The song is a barreling stream-of-consciousness, conceived originally when Granduciel was driving up California’s iconic Highway 101. As layers of guitar, harmonica, and synthesizer lurch along, Granduciel sings:
“And so now, now that you realize
That planets are spheres with oil on the inside
And your God is only a catapult
Waiting for the right time to let you go
Into the unknown, just to watch you hold your breath
Yeah and surrender your fortress
And your thoughts will tumble like rocks do
Over the valleys of factory oceans
The Turkish carpets are flappin’ as the wind
Drops you down to the surface
Yeah, when you’re looking for your sweethearts
And you’re, you’re the kind to hide your eyes from the sun
And in your world, the strong survive
But I won’t take my body down…”
Those lines have arrested me from my first listen. They evoke the mingled despair of living in a world devoid of God — “your God is only a catapult / Waiting for the right time to let you go / Into the unknown”- and refusal to give up hope “I won’t take my body down / you don’t have to lay everything down”.
I’ve thought a lot about the paradox pictured in that song over the last week. Like other preachers following the lectionary, this past Sunday I preached John 1.43-51— Jesus’ encounter with a skeptical Nathanael. His particular skepticism is different, of course, from the 21st-century, post-secular flavor of doubt evoked above. But reflecting on Jesus’ interchange with Nathanael has made me wonder over my friends and neighbors who today would exclaim “Christianity?! Can anything good come out of Christianity?!”
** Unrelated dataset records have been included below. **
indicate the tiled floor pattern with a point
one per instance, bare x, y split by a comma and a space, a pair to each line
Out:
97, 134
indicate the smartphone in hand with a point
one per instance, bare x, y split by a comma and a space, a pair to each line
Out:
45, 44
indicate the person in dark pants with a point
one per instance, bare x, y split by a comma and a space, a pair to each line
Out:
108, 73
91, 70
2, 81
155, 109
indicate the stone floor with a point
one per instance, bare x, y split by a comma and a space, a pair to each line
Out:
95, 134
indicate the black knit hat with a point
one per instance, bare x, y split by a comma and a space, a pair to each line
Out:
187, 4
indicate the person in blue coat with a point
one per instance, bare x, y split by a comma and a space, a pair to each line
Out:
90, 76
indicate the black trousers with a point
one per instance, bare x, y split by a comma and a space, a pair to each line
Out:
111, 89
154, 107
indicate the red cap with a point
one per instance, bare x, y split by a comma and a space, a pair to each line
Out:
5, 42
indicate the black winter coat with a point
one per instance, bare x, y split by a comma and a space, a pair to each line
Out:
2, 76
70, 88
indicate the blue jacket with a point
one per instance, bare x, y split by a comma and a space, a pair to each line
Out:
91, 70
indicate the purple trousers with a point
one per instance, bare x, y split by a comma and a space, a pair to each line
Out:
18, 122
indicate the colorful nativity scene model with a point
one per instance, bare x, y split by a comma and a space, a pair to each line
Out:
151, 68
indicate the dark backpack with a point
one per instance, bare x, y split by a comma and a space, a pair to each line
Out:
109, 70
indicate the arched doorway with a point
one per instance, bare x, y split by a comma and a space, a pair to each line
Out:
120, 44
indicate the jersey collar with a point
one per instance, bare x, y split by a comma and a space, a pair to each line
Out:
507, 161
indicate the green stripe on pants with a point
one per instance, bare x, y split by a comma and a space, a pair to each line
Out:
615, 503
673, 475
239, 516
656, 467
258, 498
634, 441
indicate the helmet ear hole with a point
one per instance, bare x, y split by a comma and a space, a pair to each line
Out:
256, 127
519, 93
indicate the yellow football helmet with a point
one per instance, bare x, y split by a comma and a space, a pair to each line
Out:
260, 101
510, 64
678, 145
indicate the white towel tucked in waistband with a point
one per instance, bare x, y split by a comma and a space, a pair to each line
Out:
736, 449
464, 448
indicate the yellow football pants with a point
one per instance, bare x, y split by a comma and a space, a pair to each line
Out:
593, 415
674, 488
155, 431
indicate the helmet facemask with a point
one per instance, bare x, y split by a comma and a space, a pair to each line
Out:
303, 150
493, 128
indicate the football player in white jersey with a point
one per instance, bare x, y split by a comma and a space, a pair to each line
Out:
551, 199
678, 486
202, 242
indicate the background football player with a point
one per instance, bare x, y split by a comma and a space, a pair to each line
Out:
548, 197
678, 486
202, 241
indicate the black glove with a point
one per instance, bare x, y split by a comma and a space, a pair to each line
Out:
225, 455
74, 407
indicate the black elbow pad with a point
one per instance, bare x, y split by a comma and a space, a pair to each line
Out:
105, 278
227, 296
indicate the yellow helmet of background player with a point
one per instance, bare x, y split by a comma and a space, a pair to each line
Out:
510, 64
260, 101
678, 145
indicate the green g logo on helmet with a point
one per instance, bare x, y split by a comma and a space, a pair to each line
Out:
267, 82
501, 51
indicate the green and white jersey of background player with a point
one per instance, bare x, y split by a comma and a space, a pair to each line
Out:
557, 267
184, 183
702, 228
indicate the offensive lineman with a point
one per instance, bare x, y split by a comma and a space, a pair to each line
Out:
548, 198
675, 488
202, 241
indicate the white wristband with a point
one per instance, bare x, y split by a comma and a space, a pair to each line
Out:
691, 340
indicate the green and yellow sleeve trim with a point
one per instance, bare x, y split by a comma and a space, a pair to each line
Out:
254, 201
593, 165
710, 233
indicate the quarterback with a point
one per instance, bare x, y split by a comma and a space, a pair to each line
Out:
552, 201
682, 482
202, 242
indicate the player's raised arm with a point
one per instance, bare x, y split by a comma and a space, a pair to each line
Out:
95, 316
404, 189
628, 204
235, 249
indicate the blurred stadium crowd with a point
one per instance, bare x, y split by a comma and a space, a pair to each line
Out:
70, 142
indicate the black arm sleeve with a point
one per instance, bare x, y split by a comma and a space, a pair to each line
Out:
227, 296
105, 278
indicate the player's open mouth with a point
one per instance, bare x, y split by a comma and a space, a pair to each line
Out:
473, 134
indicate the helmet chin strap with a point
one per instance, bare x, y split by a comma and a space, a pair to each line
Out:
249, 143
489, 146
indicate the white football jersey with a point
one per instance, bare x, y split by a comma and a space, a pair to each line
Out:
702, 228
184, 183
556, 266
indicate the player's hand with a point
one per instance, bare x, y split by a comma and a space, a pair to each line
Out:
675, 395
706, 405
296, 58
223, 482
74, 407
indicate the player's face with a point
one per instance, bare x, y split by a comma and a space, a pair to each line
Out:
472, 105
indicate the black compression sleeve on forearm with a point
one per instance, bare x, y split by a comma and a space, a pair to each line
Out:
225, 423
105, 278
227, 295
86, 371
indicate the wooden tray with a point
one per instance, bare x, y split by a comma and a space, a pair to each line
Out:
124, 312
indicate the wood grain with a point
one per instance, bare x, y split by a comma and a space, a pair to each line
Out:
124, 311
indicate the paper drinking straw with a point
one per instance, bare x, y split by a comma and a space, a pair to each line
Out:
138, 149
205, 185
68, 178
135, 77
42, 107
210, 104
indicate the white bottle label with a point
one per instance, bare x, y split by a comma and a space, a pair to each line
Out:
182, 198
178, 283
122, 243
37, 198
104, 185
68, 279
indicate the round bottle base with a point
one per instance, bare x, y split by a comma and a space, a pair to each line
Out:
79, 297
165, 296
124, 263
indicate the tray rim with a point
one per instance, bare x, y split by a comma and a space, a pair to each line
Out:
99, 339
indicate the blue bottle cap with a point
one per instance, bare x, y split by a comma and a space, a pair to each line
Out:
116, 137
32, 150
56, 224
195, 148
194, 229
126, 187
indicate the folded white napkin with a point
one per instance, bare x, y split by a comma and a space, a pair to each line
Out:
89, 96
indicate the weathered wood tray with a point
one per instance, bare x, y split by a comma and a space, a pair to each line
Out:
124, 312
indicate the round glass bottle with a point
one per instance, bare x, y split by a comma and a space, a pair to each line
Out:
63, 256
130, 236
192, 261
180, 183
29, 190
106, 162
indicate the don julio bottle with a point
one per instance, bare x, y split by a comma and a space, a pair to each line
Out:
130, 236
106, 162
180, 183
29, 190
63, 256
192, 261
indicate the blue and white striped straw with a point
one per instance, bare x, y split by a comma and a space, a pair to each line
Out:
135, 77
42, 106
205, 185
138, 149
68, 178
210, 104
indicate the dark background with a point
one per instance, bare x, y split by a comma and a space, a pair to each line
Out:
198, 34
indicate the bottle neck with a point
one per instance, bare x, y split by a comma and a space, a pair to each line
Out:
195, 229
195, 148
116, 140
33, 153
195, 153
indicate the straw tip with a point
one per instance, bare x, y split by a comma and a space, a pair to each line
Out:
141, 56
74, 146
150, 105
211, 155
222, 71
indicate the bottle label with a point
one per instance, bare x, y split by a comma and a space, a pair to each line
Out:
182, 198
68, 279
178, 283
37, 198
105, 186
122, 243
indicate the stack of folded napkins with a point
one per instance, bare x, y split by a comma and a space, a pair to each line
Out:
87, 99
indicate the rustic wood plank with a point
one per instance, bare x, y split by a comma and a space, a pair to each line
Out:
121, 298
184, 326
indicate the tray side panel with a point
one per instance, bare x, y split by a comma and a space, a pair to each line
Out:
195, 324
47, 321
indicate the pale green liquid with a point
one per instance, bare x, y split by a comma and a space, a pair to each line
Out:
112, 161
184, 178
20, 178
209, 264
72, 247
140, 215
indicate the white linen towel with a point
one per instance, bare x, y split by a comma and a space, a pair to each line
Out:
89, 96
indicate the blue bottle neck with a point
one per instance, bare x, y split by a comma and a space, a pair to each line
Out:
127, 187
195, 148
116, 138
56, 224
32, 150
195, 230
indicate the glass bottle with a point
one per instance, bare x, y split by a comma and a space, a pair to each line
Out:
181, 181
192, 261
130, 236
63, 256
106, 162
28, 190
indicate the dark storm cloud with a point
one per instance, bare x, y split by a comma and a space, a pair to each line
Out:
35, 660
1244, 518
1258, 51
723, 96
It’s not for no reason, of course, that many of my friends and neighbors imbibe a deep skepticism of Christian faith. Look no further than the grinding suffering visited upon the planet by the COVID-19 pandemic, or the way in which Christian language and symbol was invoked in the baptized nationalism of the violent, insurrectionist riots at the Capitol last week, for example.
This is why I love that Philip’s response in John 1 to Nathanael’s skepticism is simply, “Come and see,” and Jesus’ response himself is a promise of what Nathanael will come to see: “You will see heaven opened, and the angels of God ascending and descending upon the Son of Man.” (John 1.51)
Jesus is alluding, of course, to the strange old story of Jacob’s midnight encounter with God in Genesis 28. God ambushes Jacob by night with a dream of heaven opened, and a ladder/ramp/zigguraut connecting earth and heaven to one another. Jacob wakes thunderstruck:
“Surely the LORD was here, and I didn’t know it!”
“How awesome is this place!”
“This is none other than the house of God, and this is the gate of heaven!”
In narrating this Nathanael conversation to us, of course, John wants us to bring our own skepticism to Jesus. This gives me the hope that, two millennia later, as so many people I care about wonder if God is simply an idea waiting to catapult us into a meaningless abyss, we’re still invited to come and see about Jesus.
To watch Jesus teach God’s truth, heal the sick, feed the hungry masses, expose religious corruption, suffer a sin-destroying death, and experience the victory of resurrection. And to wind up saying of the Crucified One from Nazareth,
“Surely the LORD is here, and I didn’t know it.”